Open joanChen0212 opened 3 months ago
Hi @joanChen0212 ,
Can you let me know whether you were using train.py
or train_torchvision_frcnn.py
for your training ? If you haven't tried yet with train_torchvision_frcnn.py
, then can you please give that also a try and let me know if there also you see this nan problem for your dataset.

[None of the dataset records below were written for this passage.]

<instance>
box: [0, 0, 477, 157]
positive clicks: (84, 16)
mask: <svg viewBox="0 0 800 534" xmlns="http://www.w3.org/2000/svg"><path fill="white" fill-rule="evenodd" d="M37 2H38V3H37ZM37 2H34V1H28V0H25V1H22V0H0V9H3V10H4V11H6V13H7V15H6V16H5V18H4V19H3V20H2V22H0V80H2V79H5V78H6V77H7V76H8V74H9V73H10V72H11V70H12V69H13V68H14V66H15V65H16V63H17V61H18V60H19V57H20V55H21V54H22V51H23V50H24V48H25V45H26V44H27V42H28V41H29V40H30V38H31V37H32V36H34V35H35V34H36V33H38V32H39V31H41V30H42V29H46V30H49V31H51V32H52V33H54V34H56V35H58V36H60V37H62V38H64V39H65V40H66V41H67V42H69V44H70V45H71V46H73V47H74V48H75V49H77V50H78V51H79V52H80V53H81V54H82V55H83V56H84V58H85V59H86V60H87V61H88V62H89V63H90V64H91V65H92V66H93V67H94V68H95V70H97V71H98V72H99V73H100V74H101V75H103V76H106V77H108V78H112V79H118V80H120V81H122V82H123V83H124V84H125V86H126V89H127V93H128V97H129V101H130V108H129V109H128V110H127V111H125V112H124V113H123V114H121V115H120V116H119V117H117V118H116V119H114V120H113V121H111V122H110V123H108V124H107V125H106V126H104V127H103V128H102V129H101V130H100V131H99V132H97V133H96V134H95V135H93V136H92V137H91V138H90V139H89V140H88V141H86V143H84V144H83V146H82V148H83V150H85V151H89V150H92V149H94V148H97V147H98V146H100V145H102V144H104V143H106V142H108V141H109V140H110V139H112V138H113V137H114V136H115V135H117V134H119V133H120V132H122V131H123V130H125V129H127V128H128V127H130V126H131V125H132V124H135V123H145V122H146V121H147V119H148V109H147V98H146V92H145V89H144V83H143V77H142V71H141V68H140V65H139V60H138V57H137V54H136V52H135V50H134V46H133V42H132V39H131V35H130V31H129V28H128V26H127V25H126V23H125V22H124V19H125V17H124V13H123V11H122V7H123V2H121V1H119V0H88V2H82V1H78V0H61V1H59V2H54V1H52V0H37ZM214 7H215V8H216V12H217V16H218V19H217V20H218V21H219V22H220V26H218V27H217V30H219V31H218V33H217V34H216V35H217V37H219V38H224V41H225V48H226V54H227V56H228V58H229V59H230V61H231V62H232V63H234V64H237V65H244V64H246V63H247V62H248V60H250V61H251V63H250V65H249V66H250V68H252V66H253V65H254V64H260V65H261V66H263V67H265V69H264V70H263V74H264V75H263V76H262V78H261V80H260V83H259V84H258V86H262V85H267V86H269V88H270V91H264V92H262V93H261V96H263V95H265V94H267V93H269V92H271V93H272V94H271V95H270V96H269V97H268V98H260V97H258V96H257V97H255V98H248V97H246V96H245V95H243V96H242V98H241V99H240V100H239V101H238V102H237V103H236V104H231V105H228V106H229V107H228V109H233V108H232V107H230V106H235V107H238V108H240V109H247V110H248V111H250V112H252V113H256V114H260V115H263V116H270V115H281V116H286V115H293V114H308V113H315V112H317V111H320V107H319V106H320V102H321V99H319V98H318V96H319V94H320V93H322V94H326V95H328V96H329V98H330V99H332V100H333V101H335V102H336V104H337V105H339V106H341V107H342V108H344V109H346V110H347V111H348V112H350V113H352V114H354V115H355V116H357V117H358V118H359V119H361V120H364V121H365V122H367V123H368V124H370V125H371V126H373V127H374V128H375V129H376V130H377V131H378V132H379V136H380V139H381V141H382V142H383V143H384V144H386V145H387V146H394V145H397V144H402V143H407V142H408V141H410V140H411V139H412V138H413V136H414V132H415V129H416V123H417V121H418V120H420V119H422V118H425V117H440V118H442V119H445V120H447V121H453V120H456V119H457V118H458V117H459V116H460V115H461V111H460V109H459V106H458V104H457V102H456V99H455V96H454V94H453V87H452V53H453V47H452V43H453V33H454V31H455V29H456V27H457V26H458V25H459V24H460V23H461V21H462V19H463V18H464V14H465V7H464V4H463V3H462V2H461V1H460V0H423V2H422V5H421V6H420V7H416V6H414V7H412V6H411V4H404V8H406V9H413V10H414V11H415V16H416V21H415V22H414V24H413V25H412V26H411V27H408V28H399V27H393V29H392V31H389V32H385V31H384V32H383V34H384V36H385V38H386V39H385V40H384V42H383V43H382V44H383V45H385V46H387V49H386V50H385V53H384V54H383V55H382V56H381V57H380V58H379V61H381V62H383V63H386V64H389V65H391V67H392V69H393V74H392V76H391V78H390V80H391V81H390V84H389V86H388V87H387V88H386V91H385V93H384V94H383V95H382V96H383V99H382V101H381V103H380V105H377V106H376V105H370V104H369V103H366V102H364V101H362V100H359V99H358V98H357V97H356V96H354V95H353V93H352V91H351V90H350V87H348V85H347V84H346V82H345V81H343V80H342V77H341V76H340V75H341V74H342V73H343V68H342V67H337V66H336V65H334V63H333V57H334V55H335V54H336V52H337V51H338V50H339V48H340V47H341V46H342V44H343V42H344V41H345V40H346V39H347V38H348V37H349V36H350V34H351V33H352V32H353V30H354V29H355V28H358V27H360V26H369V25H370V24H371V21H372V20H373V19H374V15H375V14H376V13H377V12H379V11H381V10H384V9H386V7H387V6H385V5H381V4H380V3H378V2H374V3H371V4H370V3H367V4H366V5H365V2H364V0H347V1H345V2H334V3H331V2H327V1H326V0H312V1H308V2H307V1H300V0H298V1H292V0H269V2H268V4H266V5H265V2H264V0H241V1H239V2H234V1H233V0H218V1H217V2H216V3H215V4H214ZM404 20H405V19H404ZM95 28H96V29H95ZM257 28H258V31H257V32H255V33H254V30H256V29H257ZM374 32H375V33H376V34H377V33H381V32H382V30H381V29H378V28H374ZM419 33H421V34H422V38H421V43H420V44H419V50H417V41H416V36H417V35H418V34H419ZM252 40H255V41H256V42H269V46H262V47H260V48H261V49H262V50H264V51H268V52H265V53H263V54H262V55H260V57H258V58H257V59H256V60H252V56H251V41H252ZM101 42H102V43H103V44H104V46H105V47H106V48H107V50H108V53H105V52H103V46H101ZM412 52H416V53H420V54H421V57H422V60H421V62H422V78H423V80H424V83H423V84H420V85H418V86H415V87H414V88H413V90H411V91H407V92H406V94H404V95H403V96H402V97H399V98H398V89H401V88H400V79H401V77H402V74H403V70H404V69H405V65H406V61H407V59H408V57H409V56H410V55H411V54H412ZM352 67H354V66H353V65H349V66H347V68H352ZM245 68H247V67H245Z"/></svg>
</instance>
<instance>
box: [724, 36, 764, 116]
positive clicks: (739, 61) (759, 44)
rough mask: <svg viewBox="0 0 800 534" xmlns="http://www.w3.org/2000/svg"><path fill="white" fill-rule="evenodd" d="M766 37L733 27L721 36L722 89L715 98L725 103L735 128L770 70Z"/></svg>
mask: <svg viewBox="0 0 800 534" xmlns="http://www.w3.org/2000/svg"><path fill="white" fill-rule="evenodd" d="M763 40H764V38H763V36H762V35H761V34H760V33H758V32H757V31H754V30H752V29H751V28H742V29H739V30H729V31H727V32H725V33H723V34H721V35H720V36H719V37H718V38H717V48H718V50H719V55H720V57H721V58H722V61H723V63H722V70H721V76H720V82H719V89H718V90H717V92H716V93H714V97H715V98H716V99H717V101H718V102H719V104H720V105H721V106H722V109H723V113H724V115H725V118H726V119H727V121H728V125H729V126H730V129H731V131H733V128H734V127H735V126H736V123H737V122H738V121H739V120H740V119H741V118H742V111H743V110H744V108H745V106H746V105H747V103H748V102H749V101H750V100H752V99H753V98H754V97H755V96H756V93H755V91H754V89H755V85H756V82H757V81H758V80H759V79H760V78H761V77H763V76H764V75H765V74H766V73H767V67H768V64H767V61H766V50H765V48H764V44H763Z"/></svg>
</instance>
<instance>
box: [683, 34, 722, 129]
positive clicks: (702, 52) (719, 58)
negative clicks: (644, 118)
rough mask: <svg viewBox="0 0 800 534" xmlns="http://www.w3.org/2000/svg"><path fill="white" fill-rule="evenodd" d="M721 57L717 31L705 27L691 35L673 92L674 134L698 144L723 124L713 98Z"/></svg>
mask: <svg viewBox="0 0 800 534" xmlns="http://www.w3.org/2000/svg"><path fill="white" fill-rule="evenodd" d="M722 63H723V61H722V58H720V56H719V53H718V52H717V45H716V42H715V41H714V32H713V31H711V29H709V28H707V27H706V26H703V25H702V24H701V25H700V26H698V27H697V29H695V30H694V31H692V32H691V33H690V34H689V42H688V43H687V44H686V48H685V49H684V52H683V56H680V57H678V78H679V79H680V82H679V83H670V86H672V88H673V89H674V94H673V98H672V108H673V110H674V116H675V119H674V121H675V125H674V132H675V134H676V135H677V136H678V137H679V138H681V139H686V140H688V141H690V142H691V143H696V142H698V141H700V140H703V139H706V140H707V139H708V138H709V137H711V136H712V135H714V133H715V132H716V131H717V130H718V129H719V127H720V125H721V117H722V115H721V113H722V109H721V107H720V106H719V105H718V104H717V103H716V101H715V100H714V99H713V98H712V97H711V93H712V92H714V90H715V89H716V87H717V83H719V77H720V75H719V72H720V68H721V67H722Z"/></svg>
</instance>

Hi, I think you should check the targets after normalized and rescaled. I also got this situation when using train.py to train on DOTA/DIOR, and the issue was that I got target boxes which has the same x_max/x_min or y_max/ymin. Here is a snippet which i used to tackle the issue
Sorry I do not know how to put it in a nicer format
@explainingai-code Thank you for your reply. I encountered this issue while using train.py to train on the Cityscapes dataset. After some investigation, I found that the problem occurred with the images aachen_000130_000019_leftImg8bit and aachen_000131_000019_leftImg8bit, which caused NaN values to appear. After deleting these two files, the issue was successfully resolved. Thank you very much for your outstanding work. @DINHQuangDung1999 Thank you for your reply. I will check these two problematic data entries again to see if they were caused by the same issue. Thank you for your sharing.
Hello, I have a question I’d like to ask. I try to training this on my own dataset, but the loss often starts showing nan after 0-4 epochs. I’ve tried reducing the learning rate and applying gradient clipping, but neither seems to resolve the issue. Could you please offer me some advice? Thank you.